Nevertheless, despite the government's assertion that 80% of cases found no danger, by their standards, one in five cases were determined to be dangerous. Is the government really willing to risk the lives of 20% of workers in the sector found to be in dangerous work situations?
In principle, we agree that work refusal should be better understood, with a view to focus on the most serious cases, but setting priorities, including changing legislation, should be based on reliable and verifiable data. Indeed, reliable data clearly shows that the current regulatory framework is associated with reduction of injuries.
Mr. Chair, I must express disappointment in the government's handling of these proposed changes. Until now, Canada has been a model in the international community for its commitment to tripartite decision-making and consultation with respect to health and safety. Neither we nor the employers, nor any credible stakeholder party to the regulatory review processes overseen by the HRSDC labour program either knew about or had the chance to review the proposed changes prior to the introduction of the bill. We are left to wonder who called for these changes and in whose interests do they serve.

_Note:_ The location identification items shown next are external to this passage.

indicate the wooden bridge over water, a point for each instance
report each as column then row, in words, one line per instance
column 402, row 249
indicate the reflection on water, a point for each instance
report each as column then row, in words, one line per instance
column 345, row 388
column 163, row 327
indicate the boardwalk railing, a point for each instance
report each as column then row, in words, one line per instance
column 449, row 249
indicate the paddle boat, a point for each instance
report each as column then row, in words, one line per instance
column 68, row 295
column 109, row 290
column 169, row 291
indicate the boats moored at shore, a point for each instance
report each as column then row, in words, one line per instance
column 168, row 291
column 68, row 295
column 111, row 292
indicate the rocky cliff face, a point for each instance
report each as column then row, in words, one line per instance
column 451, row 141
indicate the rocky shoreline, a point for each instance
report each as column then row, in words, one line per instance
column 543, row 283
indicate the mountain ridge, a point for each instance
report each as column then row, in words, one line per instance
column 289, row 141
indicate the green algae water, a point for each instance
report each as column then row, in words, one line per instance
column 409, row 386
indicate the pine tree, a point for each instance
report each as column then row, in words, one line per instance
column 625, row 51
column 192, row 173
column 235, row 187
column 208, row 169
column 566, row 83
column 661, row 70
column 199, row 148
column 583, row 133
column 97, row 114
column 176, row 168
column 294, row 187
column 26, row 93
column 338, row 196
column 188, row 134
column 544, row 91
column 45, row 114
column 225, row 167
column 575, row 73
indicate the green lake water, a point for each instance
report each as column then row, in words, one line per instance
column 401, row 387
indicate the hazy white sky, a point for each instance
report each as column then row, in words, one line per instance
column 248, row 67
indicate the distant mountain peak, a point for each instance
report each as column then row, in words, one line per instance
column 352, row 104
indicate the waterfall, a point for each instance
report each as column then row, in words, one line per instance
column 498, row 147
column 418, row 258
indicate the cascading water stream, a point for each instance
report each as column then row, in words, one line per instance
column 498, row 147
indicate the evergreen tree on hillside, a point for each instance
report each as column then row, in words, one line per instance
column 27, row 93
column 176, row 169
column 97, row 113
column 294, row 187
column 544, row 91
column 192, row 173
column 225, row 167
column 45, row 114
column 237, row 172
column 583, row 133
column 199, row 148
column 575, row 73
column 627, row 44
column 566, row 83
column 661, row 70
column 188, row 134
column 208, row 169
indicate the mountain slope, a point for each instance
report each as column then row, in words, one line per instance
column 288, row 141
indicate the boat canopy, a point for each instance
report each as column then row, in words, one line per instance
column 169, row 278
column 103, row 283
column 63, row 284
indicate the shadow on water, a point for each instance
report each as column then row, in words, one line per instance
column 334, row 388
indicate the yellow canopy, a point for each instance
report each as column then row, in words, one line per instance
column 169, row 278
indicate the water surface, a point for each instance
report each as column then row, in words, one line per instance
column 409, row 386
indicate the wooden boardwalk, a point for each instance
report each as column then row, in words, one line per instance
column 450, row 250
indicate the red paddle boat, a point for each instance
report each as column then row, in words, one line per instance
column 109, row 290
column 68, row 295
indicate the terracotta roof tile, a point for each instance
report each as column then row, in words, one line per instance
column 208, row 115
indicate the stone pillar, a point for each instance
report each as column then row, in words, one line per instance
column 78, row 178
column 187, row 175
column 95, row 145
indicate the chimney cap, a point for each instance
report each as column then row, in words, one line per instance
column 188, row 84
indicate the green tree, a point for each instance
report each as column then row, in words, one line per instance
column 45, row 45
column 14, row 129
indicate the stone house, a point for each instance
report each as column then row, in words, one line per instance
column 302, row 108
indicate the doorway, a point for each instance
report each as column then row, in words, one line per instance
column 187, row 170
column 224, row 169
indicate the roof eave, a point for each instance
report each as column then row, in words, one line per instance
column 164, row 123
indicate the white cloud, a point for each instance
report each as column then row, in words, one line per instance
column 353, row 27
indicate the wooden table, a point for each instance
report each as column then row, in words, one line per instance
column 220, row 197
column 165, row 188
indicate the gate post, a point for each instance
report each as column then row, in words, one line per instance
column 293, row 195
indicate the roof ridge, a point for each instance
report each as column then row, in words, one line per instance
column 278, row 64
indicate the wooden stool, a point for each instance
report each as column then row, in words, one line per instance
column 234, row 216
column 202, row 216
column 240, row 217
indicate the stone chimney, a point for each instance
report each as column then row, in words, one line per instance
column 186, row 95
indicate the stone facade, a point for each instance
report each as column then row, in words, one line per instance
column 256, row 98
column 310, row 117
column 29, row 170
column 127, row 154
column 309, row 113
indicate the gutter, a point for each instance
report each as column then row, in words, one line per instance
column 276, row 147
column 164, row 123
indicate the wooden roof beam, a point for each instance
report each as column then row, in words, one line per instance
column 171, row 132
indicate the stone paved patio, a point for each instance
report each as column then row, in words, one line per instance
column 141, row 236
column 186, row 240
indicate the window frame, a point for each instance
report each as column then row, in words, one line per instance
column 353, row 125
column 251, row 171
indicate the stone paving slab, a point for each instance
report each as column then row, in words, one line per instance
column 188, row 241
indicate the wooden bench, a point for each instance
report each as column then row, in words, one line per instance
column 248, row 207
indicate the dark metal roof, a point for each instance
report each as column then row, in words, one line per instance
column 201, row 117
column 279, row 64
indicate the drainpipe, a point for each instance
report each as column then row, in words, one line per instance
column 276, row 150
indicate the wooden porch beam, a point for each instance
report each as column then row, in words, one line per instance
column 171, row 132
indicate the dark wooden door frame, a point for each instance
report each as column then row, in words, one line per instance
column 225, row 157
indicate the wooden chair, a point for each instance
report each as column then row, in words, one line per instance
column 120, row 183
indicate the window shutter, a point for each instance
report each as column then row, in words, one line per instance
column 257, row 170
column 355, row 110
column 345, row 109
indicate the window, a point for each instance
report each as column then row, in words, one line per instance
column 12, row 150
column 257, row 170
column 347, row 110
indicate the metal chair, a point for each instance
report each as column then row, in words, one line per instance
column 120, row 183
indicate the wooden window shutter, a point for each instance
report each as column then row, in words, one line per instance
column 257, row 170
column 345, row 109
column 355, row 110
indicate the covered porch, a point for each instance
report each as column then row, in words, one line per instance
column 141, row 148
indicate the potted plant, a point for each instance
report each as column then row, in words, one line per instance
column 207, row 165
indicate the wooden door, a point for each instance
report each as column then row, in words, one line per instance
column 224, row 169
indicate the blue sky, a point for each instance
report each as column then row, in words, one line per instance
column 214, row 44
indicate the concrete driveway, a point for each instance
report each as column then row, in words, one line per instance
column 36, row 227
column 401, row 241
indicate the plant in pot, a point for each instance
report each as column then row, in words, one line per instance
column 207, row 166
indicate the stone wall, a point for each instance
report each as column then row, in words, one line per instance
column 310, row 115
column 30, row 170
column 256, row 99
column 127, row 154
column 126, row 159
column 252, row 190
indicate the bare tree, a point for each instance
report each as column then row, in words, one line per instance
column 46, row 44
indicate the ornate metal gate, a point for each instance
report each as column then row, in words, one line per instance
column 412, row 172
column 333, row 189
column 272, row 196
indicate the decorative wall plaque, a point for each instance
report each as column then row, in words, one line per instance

This is all the more disturbing when one considers Canada's ratification two years ago of the ILO convention 187, which is a new framework for occupational health and safety. In its report submitted to the ILO earlier this month, our government unabashedly referred to Canada Labour Code, part II, as it currently exists, to show its compliance to that convention. In that convention, Canada is committed to undertake measures in full consultation with stakeholders through tripartite processes. The government has dismally failed to do so by proposing unilateral amendments to part II of the Canada Labour Code.